Uyghurs victims of massive spying on their smartphones

A lengthy investigation by cybersecurity researchers uncovers a cyber espionage campaign targeting the oppressed Uyghur community in China. Hackers have been trapping and monitoring smartphones for over seven years.

Uyghurs, oppressed by Beijing, watched by hackers. An important report was published on September 22 by cyber researchers at Check Point Research, detailing a hacking campaign targeting this Muslim community for more than seven years. The cyberattack was attributed to the hacker group Scarlet Mimic, already accused of targeting oppressed minorities such as Uyghurs or Tibetans.

Far from being an ordinary phishing operation, the collective deceived its victims using elements drawn from the Muslim religion: books, PDF images and audio files. When the targeted people open the attachments, it installs malware to monitor activity on their smartphone. Scarlet Mimic probably tricked its victims from highly targeted emails.

The files were written in Arabic or Latin characters, and most of them referred to the resistance against the regime’s oppression. One of the attachments, for example, was based on real people, like a simple photo of Elqut Alime, the new head of a media outlet created by young Uyghurs in exile in Norway.

These two fake books contained malware. The first is inspired by a book written by the president of the World Uyghur Congress. The second of a military program laid out by a leader of Al-Qaeda in Saudi Arabia to describe Guerilla techniques. // Source: Check Point

Full smartphone control

The first cyber espionage attempts started in 2015, but the malware has been modified for years with the aim of making it undetectable. In the end, around twenty variants of the original malware were developed. Criminals could steal sensitive data, make calls, send SMS or track the owner’s position in real time and even record phone calls, all without the knowledge of the victim. Impossible to know the total number of people trapped.

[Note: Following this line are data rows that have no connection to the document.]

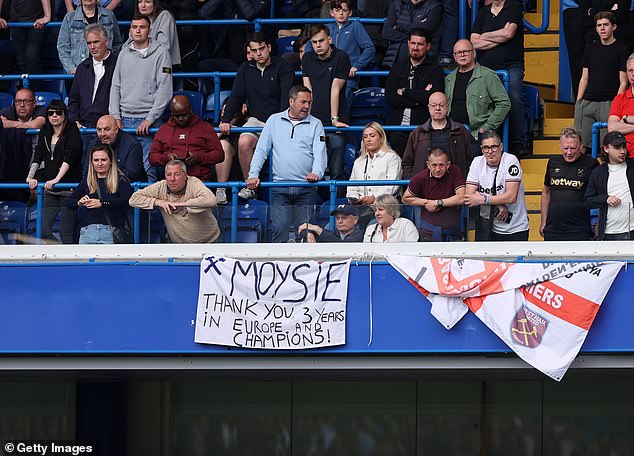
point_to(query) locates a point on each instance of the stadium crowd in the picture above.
(453, 153)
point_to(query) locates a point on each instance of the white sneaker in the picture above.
(246, 193)
(221, 196)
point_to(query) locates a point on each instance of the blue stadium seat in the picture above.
(196, 100)
(351, 155)
(532, 108)
(12, 220)
(251, 222)
(368, 103)
(285, 44)
(44, 98)
(210, 105)
(6, 100)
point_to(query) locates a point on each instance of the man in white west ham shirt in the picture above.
(610, 189)
(495, 184)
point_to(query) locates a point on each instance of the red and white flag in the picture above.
(542, 311)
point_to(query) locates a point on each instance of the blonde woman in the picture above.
(390, 226)
(377, 162)
(104, 192)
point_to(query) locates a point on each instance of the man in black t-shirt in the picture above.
(325, 72)
(602, 77)
(498, 36)
(564, 215)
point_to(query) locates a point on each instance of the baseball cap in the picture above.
(345, 209)
(614, 138)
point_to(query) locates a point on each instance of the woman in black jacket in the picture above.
(58, 152)
(104, 192)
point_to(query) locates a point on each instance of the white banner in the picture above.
(542, 311)
(272, 304)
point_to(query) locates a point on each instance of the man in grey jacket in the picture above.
(141, 86)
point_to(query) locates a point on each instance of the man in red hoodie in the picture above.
(186, 137)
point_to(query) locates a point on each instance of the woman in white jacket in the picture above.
(377, 162)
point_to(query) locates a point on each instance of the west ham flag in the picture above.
(542, 311)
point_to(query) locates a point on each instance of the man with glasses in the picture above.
(564, 215)
(475, 94)
(16, 147)
(24, 113)
(187, 138)
(494, 184)
(409, 85)
(438, 131)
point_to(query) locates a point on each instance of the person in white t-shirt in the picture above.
(610, 189)
(494, 183)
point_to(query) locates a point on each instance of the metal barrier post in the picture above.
(38, 212)
(234, 213)
(137, 218)
(333, 203)
(217, 106)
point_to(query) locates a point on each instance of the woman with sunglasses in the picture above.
(58, 152)
(162, 27)
(104, 192)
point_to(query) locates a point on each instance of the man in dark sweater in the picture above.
(325, 72)
(409, 85)
(90, 94)
(346, 229)
(263, 84)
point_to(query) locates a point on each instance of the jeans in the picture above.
(517, 133)
(146, 144)
(53, 205)
(96, 234)
(29, 44)
(290, 204)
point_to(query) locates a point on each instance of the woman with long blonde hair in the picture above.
(377, 162)
(104, 192)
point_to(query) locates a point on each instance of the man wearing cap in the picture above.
(565, 217)
(438, 190)
(346, 229)
(610, 189)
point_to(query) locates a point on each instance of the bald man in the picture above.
(186, 137)
(125, 146)
(438, 131)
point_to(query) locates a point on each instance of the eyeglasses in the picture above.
(492, 148)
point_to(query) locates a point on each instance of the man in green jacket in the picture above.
(475, 94)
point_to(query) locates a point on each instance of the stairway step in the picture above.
(546, 146)
(560, 109)
(543, 40)
(536, 20)
(534, 165)
(554, 125)
(545, 90)
(542, 66)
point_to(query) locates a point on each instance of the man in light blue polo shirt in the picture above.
(298, 144)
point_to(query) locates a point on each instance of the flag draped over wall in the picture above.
(542, 311)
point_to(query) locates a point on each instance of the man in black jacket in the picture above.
(263, 84)
(610, 189)
(409, 86)
(90, 94)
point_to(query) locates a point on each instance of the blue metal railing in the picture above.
(596, 133)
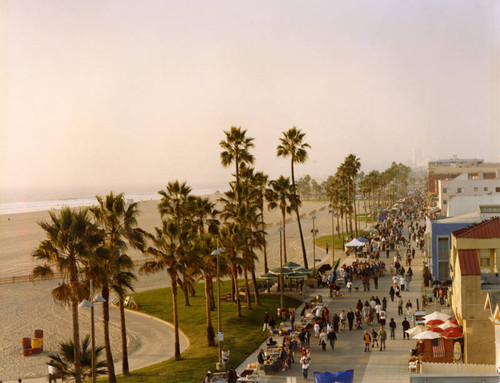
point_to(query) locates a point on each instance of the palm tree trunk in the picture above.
(210, 328)
(256, 288)
(177, 347)
(247, 289)
(184, 289)
(283, 215)
(304, 254)
(211, 297)
(76, 340)
(107, 342)
(237, 292)
(123, 327)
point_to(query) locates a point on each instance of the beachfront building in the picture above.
(492, 305)
(449, 169)
(438, 238)
(474, 262)
(465, 185)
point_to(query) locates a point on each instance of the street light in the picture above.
(281, 230)
(86, 304)
(332, 210)
(314, 245)
(218, 252)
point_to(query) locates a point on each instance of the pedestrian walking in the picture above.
(406, 326)
(332, 337)
(367, 339)
(350, 319)
(392, 326)
(322, 340)
(305, 362)
(382, 335)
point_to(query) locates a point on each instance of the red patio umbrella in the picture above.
(434, 322)
(452, 333)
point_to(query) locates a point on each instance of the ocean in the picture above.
(28, 205)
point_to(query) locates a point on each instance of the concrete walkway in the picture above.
(390, 365)
(156, 338)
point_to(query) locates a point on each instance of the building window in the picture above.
(443, 249)
(485, 261)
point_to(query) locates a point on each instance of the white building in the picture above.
(464, 185)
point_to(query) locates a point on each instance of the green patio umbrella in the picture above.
(292, 265)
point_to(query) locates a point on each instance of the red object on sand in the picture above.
(452, 333)
(454, 321)
(27, 342)
(434, 322)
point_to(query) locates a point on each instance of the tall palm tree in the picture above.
(119, 222)
(176, 202)
(64, 360)
(280, 194)
(71, 239)
(169, 254)
(236, 148)
(293, 146)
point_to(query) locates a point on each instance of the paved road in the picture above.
(155, 336)
(390, 365)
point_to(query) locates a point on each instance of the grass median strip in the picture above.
(241, 335)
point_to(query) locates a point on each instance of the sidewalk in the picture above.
(376, 366)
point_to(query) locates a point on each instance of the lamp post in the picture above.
(281, 230)
(314, 245)
(86, 304)
(332, 210)
(217, 252)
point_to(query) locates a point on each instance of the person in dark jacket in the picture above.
(350, 319)
(406, 326)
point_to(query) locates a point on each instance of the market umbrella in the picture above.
(427, 335)
(453, 333)
(278, 271)
(268, 277)
(292, 265)
(416, 330)
(354, 243)
(446, 325)
(433, 322)
(437, 315)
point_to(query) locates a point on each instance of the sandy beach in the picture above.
(26, 306)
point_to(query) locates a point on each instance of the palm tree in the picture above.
(176, 203)
(236, 149)
(292, 146)
(64, 360)
(71, 239)
(119, 222)
(279, 194)
(168, 251)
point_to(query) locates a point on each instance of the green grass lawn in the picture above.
(323, 240)
(241, 335)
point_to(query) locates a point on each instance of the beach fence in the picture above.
(29, 278)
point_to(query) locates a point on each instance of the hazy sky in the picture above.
(139, 92)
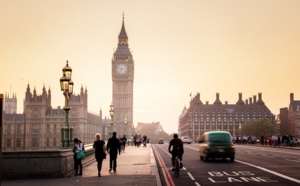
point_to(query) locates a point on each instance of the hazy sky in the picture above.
(179, 47)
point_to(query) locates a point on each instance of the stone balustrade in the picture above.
(41, 164)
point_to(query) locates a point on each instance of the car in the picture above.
(216, 144)
(160, 141)
(186, 139)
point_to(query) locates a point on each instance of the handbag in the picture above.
(80, 155)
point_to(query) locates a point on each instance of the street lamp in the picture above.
(111, 113)
(132, 129)
(67, 85)
(278, 123)
(125, 123)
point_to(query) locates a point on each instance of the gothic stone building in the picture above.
(200, 118)
(122, 83)
(290, 118)
(39, 127)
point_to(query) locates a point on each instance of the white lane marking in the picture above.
(264, 169)
(291, 160)
(191, 176)
(270, 171)
(269, 149)
(197, 184)
(192, 148)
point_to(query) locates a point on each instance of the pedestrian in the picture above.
(123, 142)
(100, 154)
(78, 146)
(145, 140)
(113, 147)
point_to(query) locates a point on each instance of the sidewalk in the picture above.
(136, 166)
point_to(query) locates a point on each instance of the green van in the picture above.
(216, 144)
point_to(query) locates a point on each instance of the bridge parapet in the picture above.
(41, 164)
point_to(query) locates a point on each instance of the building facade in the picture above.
(290, 118)
(39, 127)
(203, 117)
(10, 104)
(122, 84)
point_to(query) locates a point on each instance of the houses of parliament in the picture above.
(39, 126)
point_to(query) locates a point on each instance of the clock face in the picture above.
(121, 69)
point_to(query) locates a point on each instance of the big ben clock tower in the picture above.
(122, 85)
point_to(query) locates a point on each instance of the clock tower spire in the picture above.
(122, 84)
(123, 38)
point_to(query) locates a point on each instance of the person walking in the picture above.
(99, 146)
(113, 147)
(78, 146)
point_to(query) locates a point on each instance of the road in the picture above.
(254, 165)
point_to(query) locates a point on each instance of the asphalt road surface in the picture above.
(253, 165)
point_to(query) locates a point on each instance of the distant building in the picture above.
(284, 128)
(290, 118)
(10, 104)
(156, 125)
(39, 127)
(122, 65)
(200, 118)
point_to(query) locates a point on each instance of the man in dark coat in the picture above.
(113, 147)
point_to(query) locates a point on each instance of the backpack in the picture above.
(178, 146)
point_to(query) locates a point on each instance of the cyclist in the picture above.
(177, 149)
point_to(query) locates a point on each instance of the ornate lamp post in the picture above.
(132, 129)
(278, 123)
(125, 123)
(111, 113)
(67, 85)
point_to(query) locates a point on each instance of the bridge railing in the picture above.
(41, 164)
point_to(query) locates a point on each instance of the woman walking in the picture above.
(78, 146)
(99, 152)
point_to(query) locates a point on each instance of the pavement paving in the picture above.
(136, 166)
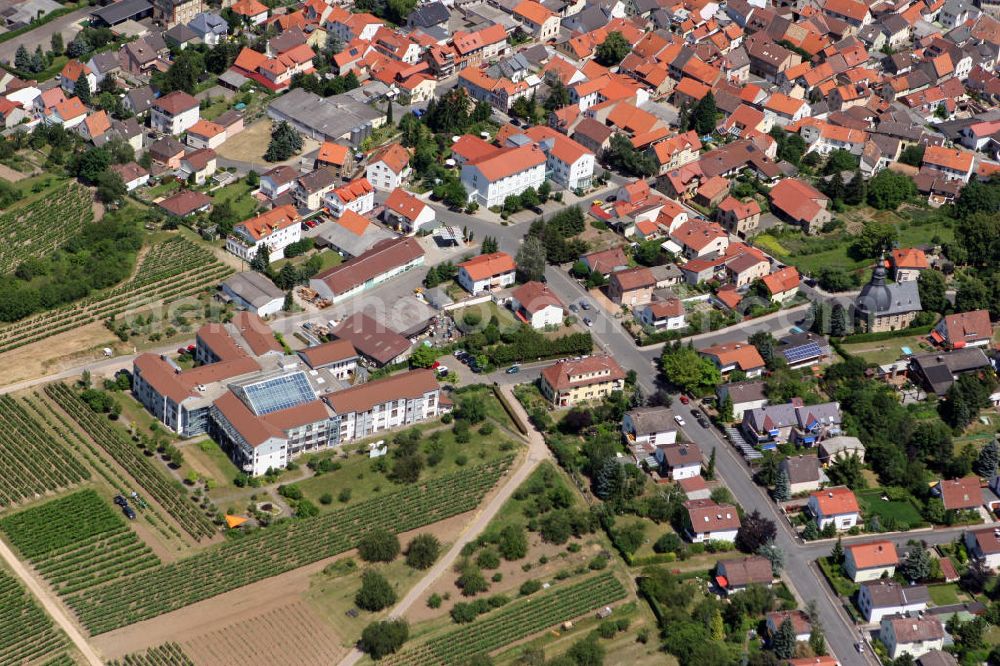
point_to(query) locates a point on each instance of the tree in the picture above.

Cyber ​​researchers are generally very reluctant to accuse a state, given the seriousness of this act and the resulting diplomatic consequences. Checkpoint therefore only concludes that Scarlet Mimic is a politically motivated group, even though all the clues all point to the Chinese Communist Party. The power tries to extinguish all independence claims of the Uyghurs, putting them in concentration camps since 2014 and even going as far as forced sterilizations. After the Pegasus scandal, this case is just another example of the new surveillance techniques used by the political powers.